Lo peor de todo, fue que la erupción se convirtió en una nueva escara, esta vez, mucho más purulenta, incluso hasta podía vérmela en el espejo.

Quise llorar de rabia, pero soy una mujer orgullosa: esa ulceración en la espalda no me la ganaría, tampoco el médico y sus ungüentos. Revisé otras páginas de mi libro de hierbas y lo intenté de nuevo, sin éxito; la escara seguía expandiéndose sobre mi cuerpo. Era repugnante, fétida hasta hacerme contener la respiración. Si la tocaba, algo pegajoso se me quedaba en los dedos, como si la piel se me pudriera con la rapidez de la lepra, por eso no tuve valor ni para llamar al médico; no quería que nadie me viera en tan lamentable situación.

No pasaron muchos días para que la terrible llaga me alcanzara la parte superior del cuello. Una supuración oscura y sucia que venía del interior de la gigantesca costra fue mojando mi cama. Percibía mi cuerpo ahora como una masa hinchada y fofa, incapaz de moverse siquiera de la cama. Sentí rabia y dolor por lo que me pasaba, ¿por qué el destino me castigaba de ese modo?

Entonces, un lejano suceso vino a mi mente:

Hacía un mes atrás y, como venganza a una vecina cuyo gato detestaba, decidí hacer una de la cosas más extrañas. Una vez que su dichosa mascota liquidó al último de mis canarios, lo cogí y lo enterré vivo en el jardín; cómo luchó el animal cuando traté de introducirlo en la caja que sería su ataúd, fue para no olvidarlo: el alargaba una y otra vez sus afiladas uñas desde el interior y, en uno de sus desesperados movimientos, un zarpazo me alcanzó un costado de la espalda, no le di ninguna importancia, ya que a pesar de sus esfuerzos, el miserable felino terminó sellado ahí dentro y ni siquiera sus lastimeros maullidos provocaron compasión en mí. Enterré la caja con la misma alegría con la que sembré mis petunias, y me olvidé del gato. Lo olvidé en medio del jardín, con su estómago ahíto por mis canarios.
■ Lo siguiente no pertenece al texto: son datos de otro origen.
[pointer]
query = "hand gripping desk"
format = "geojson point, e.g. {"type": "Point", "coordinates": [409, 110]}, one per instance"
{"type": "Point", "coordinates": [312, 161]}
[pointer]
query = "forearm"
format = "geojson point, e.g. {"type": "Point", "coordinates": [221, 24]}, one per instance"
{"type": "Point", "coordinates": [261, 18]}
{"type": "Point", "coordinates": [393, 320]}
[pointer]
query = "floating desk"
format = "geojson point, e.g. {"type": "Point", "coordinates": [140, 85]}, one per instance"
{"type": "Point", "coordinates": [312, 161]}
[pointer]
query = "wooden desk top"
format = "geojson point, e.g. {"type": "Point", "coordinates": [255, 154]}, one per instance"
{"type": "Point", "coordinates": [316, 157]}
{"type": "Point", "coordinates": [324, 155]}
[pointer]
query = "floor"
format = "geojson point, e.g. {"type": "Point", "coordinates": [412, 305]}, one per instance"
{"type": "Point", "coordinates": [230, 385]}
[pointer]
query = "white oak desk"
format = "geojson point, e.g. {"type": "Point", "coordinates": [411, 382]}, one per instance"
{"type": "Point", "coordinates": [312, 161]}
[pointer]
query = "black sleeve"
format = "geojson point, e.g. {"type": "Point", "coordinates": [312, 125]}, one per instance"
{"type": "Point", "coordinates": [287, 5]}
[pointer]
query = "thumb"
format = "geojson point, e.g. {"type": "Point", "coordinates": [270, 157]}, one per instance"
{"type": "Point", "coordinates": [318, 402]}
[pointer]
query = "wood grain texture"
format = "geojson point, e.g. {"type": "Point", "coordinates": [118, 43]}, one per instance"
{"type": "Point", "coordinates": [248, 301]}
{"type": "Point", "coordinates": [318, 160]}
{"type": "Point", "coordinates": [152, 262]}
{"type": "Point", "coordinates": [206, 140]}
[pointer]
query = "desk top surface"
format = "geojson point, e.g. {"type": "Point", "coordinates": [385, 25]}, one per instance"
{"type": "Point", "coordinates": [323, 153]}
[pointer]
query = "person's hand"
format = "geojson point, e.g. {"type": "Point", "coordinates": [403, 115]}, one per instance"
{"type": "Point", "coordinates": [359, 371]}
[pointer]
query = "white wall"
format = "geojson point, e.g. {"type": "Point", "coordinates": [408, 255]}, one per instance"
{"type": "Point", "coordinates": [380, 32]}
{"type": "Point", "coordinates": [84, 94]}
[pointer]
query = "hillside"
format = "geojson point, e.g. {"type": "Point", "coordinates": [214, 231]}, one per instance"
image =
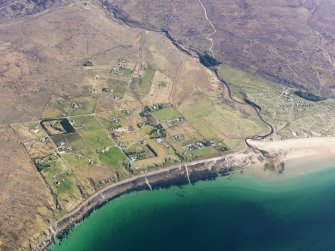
{"type": "Point", "coordinates": [290, 42]}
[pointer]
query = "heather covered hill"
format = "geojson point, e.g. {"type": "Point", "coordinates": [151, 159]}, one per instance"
{"type": "Point", "coordinates": [291, 42]}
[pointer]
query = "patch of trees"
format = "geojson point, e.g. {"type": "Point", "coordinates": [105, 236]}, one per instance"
{"type": "Point", "coordinates": [207, 60]}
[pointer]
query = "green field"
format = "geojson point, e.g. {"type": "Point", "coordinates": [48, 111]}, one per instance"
{"type": "Point", "coordinates": [86, 105]}
{"type": "Point", "coordinates": [168, 113]}
{"type": "Point", "coordinates": [118, 87]}
{"type": "Point", "coordinates": [61, 180]}
{"type": "Point", "coordinates": [146, 80]}
{"type": "Point", "coordinates": [291, 115]}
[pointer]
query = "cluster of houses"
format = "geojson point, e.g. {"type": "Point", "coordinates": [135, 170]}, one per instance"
{"type": "Point", "coordinates": [175, 122]}
{"type": "Point", "coordinates": [198, 145]}
{"type": "Point", "coordinates": [301, 102]}
{"type": "Point", "coordinates": [121, 64]}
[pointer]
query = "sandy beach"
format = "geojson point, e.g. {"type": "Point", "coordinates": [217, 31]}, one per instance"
{"type": "Point", "coordinates": [301, 155]}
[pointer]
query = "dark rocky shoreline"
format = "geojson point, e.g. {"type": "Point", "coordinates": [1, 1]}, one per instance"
{"type": "Point", "coordinates": [171, 176]}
Dos días después, la vecina me contó que su mascota había desaparecido, y algo me dijo, algo que tan solo ahora vengo a recordar, justo cuando esta asquerosa llaga termina por devorarme: “es probable que mi gatito muriera por allí. El pobre tenía una extraña enfermedad en una de sus patas...”.

Un gemido incontenible de rabia y desesperación emergió desde mi garganta, ¡Ahora lo entiendo todo! ¡Fue culpa del arañazo! Un sonido acuoso se me escapó por la boca, mientras la avidez de la escara me consumía. Desde su ominosa sepultura, el detestable animal también se había vengado.